I sat down in the room and told them what I just told you. I only had a small taste of the horror that hey have endured, but talking about it with them was a healing experience. Our kids are the same age, and we both almost lost them. They are dealing with a big fight, much bigger than ours.
It turns out the lifeguard, the teenage kid who just got his Red Cross certification last year, had just started working for his second season at the club. He probably was planning on getting a tan over the summer, meeting some girls and maybe pulling someone out of the pool with leg cramps.

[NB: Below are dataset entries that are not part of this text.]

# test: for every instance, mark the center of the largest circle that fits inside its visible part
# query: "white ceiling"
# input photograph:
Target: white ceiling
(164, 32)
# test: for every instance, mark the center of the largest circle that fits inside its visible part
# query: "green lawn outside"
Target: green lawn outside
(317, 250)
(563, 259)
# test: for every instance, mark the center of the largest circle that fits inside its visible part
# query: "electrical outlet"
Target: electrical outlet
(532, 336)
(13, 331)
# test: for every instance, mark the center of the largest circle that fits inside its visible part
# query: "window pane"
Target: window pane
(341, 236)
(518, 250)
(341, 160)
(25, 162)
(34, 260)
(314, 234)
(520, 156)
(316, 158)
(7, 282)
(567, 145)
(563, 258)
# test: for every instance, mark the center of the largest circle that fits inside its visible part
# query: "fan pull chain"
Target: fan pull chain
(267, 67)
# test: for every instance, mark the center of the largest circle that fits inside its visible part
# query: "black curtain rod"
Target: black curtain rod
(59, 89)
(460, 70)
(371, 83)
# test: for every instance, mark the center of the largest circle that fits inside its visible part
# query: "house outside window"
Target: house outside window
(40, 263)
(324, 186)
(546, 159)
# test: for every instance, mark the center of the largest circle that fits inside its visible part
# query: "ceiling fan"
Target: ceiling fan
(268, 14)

His name is Nick Ferrebee. He just graduated from Caledonia High School and will be headed to ICC in the fall. He stuck to his training, he kept his cool and he saved my little girls life. I don’t know how to thank him; I plan to do everything I can to let him know how much I owe him.
By the time most of you are reading this Thursday afternoon, Katie will be back at the pool to spend some time with Nick. She says he’s a superhero (just like Superman.)
I ask that anyone who knows Nick or his family, please give them a hug and do whatever you can to help him. In honor of him, we ask that you consider donating to the Thomas Russell Humbers benefit account at Bank First. A special thanks go out to EMCC, who owns Lion Hills, for having well-trained lifeguards on hand at all times.